About 4 a.m., the vehicle she was riding in back to Atlanta from Alabama “flipped over and was subsequently hit by a big rig,” music producer and Stone’s longtime manager Walter Millsap III told The Associated Press in an email.

Everyone else in the cargo van survived except Stone, he said.

The Alabama Highway Patrol said in a news release that the 2021 Mercedes-Benz Sprinter van turned over on Interstate 65 about 4:25 a.m.

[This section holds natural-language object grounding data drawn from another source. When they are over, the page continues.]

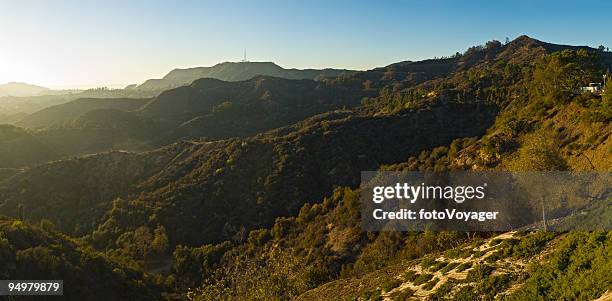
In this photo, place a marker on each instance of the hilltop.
(269, 208)
(235, 71)
(21, 89)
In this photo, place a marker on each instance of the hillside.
(235, 71)
(274, 211)
(207, 108)
(19, 147)
(64, 113)
(27, 252)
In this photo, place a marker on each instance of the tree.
(538, 153)
(493, 44)
(160, 243)
(21, 212)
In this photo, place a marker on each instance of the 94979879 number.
(31, 287)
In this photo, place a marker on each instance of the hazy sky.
(89, 43)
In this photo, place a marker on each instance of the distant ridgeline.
(236, 71)
(255, 196)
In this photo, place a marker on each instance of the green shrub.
(479, 273)
(403, 295)
(464, 266)
(429, 285)
(390, 284)
(449, 267)
(422, 279)
(411, 275)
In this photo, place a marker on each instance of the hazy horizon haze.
(87, 44)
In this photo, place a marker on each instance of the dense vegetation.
(274, 213)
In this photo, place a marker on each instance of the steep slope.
(21, 89)
(235, 71)
(63, 113)
(32, 252)
(275, 215)
(79, 191)
(19, 147)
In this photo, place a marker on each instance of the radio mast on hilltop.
(244, 60)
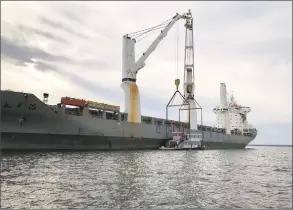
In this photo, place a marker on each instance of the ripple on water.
(255, 178)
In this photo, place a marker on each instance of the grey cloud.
(101, 65)
(45, 66)
(279, 49)
(24, 54)
(41, 33)
(59, 25)
(70, 15)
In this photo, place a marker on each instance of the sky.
(75, 49)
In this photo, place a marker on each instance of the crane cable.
(177, 72)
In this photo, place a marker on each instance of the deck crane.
(130, 68)
(189, 72)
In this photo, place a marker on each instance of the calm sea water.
(258, 177)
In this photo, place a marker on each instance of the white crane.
(189, 71)
(130, 67)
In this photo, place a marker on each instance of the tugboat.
(185, 141)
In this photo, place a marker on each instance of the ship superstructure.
(232, 117)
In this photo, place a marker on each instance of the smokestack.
(223, 95)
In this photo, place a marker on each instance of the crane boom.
(141, 62)
(130, 69)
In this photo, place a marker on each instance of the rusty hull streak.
(133, 103)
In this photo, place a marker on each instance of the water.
(258, 177)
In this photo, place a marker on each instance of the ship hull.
(38, 141)
(45, 129)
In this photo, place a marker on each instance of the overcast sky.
(75, 49)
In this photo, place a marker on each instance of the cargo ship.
(30, 123)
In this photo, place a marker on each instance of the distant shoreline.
(268, 145)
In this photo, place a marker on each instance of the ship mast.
(189, 71)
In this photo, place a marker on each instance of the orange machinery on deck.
(73, 101)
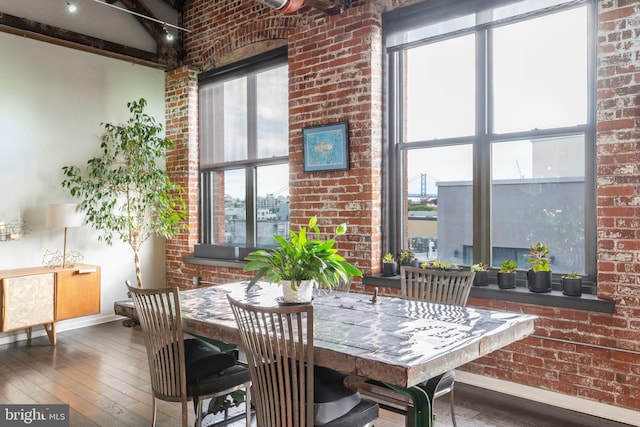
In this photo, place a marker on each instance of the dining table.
(400, 343)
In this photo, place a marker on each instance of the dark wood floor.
(101, 372)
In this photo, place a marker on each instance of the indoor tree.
(126, 191)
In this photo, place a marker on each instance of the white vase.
(303, 292)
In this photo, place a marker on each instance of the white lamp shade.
(61, 215)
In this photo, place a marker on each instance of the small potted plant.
(539, 275)
(389, 266)
(301, 263)
(407, 257)
(572, 284)
(507, 274)
(482, 274)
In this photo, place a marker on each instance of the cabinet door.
(27, 301)
(77, 293)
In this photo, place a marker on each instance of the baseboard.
(552, 398)
(66, 325)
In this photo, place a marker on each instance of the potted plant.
(572, 284)
(436, 264)
(407, 257)
(482, 274)
(301, 263)
(507, 274)
(389, 266)
(126, 192)
(539, 275)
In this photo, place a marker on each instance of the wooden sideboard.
(42, 296)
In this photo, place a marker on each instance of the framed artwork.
(326, 147)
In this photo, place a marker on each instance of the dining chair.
(437, 286)
(288, 390)
(184, 369)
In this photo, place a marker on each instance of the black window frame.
(440, 10)
(207, 248)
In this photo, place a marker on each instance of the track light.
(167, 34)
(71, 7)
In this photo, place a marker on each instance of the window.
(491, 131)
(244, 145)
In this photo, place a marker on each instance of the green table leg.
(421, 405)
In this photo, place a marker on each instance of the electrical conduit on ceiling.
(284, 6)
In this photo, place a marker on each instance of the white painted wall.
(52, 101)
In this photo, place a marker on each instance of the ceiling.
(117, 33)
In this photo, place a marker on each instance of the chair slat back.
(438, 286)
(278, 342)
(159, 314)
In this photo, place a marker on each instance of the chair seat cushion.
(219, 382)
(202, 360)
(331, 398)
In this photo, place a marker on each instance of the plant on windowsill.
(482, 274)
(389, 265)
(301, 263)
(507, 274)
(436, 264)
(127, 192)
(572, 284)
(539, 275)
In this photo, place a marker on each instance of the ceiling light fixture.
(167, 34)
(71, 7)
(131, 12)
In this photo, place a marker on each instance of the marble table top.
(396, 341)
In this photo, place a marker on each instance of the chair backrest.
(278, 342)
(438, 286)
(159, 313)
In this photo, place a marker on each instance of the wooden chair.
(278, 343)
(437, 286)
(180, 369)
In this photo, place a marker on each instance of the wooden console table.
(42, 296)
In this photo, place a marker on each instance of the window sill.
(586, 302)
(214, 262)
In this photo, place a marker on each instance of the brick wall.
(335, 66)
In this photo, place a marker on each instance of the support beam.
(48, 33)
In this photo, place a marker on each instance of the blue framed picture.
(326, 147)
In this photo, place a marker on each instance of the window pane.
(439, 212)
(272, 206)
(540, 72)
(538, 196)
(440, 90)
(272, 107)
(235, 202)
(235, 120)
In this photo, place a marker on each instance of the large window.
(244, 145)
(492, 131)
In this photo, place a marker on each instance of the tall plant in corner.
(126, 192)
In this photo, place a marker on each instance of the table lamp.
(64, 215)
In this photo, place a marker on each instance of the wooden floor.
(101, 372)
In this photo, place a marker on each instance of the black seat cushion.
(365, 412)
(332, 399)
(202, 360)
(218, 382)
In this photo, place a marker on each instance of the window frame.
(396, 149)
(207, 247)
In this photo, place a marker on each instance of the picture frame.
(326, 147)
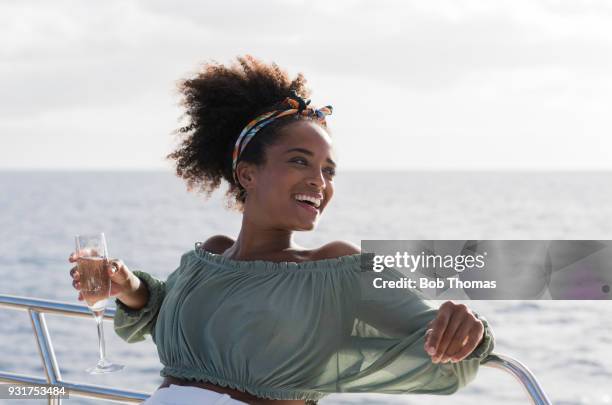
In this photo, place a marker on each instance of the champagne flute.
(93, 262)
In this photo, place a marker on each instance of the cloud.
(448, 69)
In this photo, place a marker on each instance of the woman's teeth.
(316, 202)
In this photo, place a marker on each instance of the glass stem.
(101, 346)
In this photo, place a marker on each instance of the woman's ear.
(245, 173)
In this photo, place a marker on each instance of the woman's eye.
(330, 171)
(300, 160)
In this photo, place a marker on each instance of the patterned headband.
(298, 106)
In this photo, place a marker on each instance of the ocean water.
(150, 220)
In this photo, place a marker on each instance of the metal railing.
(36, 309)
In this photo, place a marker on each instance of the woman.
(259, 319)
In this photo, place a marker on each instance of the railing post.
(519, 371)
(45, 349)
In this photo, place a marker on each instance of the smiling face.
(293, 187)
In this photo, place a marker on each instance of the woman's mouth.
(308, 202)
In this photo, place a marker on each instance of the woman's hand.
(123, 281)
(454, 334)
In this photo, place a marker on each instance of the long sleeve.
(385, 351)
(133, 325)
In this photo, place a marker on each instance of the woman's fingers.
(473, 339)
(438, 327)
(458, 341)
(74, 273)
(458, 317)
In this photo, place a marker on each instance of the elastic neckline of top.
(349, 261)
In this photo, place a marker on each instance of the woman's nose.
(317, 180)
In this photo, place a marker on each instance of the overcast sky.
(415, 85)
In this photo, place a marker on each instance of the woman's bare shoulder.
(218, 244)
(335, 249)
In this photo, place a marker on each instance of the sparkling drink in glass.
(93, 264)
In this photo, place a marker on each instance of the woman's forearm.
(137, 296)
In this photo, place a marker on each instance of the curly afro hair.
(219, 102)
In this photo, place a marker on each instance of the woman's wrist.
(136, 294)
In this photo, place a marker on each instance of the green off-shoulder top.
(292, 330)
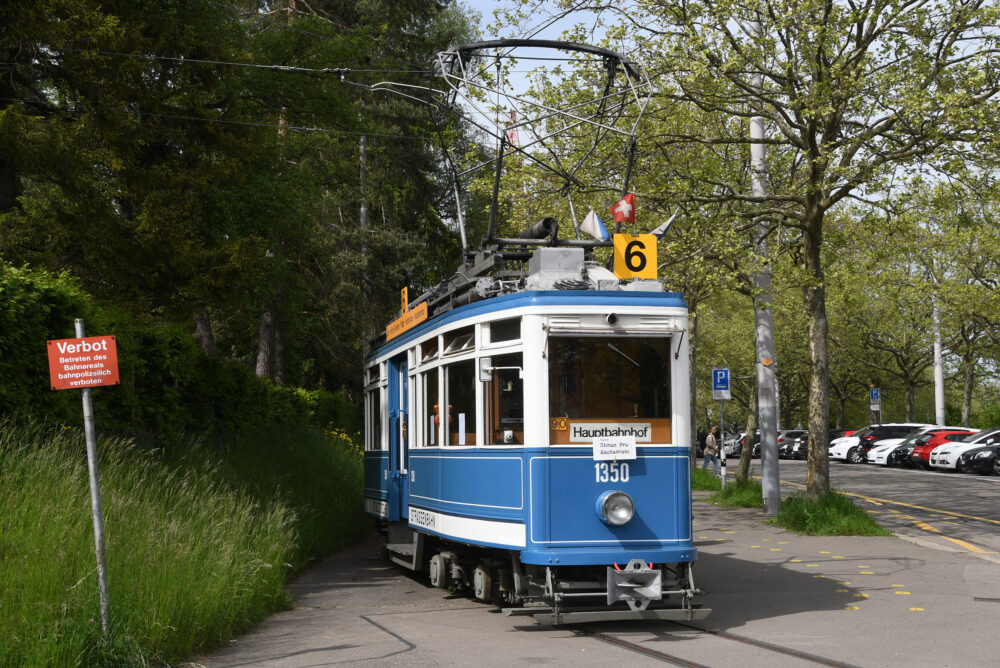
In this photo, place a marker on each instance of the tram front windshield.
(605, 378)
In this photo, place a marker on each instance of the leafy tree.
(851, 95)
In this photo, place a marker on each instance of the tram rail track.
(724, 635)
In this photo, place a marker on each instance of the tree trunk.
(693, 374)
(818, 477)
(743, 470)
(265, 345)
(969, 373)
(203, 332)
(911, 401)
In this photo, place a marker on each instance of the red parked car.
(921, 454)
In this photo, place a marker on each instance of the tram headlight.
(615, 508)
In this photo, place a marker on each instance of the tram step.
(403, 549)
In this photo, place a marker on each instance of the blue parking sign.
(720, 385)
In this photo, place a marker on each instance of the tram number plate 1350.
(608, 448)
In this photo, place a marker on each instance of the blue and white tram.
(532, 445)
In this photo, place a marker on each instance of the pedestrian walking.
(711, 451)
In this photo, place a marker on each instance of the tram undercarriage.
(552, 595)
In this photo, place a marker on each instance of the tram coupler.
(637, 584)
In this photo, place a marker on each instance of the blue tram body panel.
(564, 522)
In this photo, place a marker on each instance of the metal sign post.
(721, 392)
(875, 401)
(78, 364)
(95, 495)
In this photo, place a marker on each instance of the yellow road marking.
(968, 546)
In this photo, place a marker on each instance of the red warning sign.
(78, 363)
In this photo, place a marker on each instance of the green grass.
(831, 515)
(703, 480)
(200, 542)
(739, 494)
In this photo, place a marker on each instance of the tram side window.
(600, 377)
(373, 416)
(505, 401)
(460, 398)
(432, 408)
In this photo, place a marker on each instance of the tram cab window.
(505, 401)
(460, 340)
(610, 379)
(505, 330)
(460, 399)
(428, 350)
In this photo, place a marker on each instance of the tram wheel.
(482, 583)
(437, 571)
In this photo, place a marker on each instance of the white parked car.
(946, 455)
(879, 454)
(854, 448)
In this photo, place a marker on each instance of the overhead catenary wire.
(289, 128)
(229, 63)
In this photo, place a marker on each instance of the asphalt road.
(927, 597)
(957, 509)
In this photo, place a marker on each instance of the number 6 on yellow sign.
(635, 256)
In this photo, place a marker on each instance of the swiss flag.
(624, 211)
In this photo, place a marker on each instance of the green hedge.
(168, 386)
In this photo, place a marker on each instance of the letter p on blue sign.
(720, 385)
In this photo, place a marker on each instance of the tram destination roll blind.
(587, 432)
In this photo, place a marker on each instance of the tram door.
(399, 414)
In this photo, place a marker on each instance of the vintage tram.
(527, 440)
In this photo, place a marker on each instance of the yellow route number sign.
(635, 256)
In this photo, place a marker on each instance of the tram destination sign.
(408, 319)
(589, 432)
(75, 364)
(614, 448)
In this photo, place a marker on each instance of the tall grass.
(199, 546)
(832, 514)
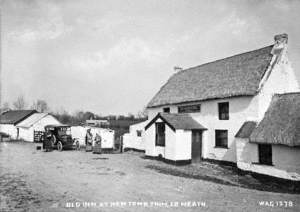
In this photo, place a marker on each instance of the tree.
(20, 103)
(40, 105)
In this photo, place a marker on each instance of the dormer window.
(223, 110)
(166, 110)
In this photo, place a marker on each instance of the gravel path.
(33, 180)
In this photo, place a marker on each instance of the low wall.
(285, 163)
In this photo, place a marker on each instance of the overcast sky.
(111, 57)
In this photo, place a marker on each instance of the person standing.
(97, 147)
(88, 140)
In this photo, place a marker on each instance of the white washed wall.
(183, 145)
(241, 109)
(131, 140)
(26, 134)
(168, 151)
(285, 160)
(9, 129)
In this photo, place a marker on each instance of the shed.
(175, 137)
(9, 120)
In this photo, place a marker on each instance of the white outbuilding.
(32, 127)
(135, 139)
(9, 120)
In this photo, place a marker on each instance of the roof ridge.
(288, 93)
(225, 58)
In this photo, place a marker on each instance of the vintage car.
(58, 137)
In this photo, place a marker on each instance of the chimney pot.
(177, 68)
(281, 38)
(280, 46)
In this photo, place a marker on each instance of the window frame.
(218, 143)
(166, 108)
(221, 111)
(187, 108)
(139, 133)
(268, 162)
(162, 141)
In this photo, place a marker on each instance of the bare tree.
(40, 105)
(142, 113)
(5, 107)
(20, 103)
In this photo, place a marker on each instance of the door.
(196, 145)
(265, 154)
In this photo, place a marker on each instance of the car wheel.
(59, 146)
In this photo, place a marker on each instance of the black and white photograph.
(153, 105)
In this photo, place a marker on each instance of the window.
(166, 110)
(265, 154)
(222, 138)
(224, 111)
(160, 134)
(139, 133)
(189, 108)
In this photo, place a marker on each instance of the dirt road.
(33, 180)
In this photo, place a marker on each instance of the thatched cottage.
(198, 113)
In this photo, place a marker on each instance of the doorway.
(196, 145)
(265, 154)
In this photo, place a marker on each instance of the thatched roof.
(246, 129)
(15, 116)
(31, 120)
(237, 75)
(177, 121)
(281, 123)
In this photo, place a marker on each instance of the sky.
(112, 56)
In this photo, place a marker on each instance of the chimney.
(177, 68)
(280, 43)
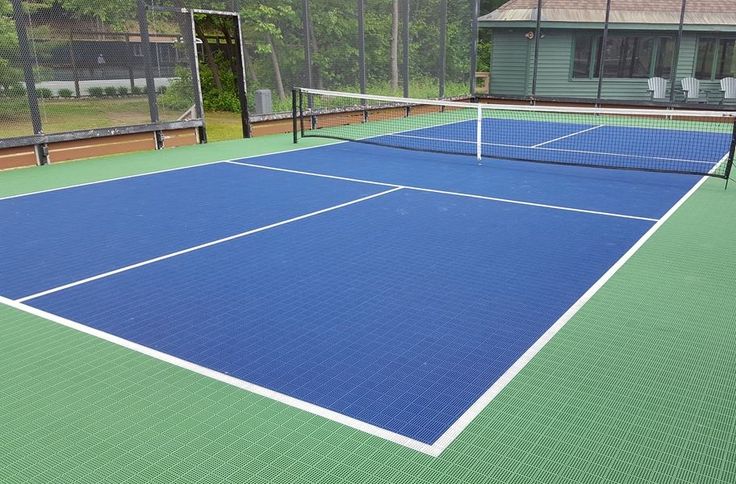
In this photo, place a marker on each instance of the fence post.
(146, 51)
(474, 46)
(405, 48)
(676, 53)
(191, 41)
(601, 52)
(443, 48)
(27, 60)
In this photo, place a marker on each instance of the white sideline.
(461, 423)
(445, 192)
(203, 246)
(567, 136)
(562, 150)
(451, 433)
(230, 380)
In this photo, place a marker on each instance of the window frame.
(596, 39)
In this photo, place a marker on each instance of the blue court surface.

Saturday before being hit by a truck.

Angie Stone was pronounced dead at the scene, the highway patrol said.

Millsap said he learned the news from Angie Stone’s daughter, Diamond, and longtime The Sequence member Blondy.

“Never in a million years did we ever expect to get this horrible news,” Angie Stone’s children, Diamond and Michael Archer, said in a statement shared by the SRG Group. “We are still trying to process and are completely heartbroken.”

Stone was scheduled to perform at the halftime show of the Central Intercollegiate Athletic Association men’s Championship basketball game on Saturday.

The singer-songwriter created hits like “No More Rain (In This Cloud)” which reached No. 1 for 10 weeks on Billboard’s Adult R&B airplay chart, “Baby” with legendary soul singer Betty Wright, another No. 1 hit, and “Wish I Didn’t Miss You” and “Brotha.”

Stone found a sweet spot in the early 2000s as neo-soul begin to dominate the R&B landscape with the emergence of singers like Erykah Badu, Jill Scott, Maxwell and D’Angelo.

Her 2001 album “Mahagony Soul” reached No. 22 on the Billboard 200, while 2007’s “The Art Of Love & War” peaked at No. 11.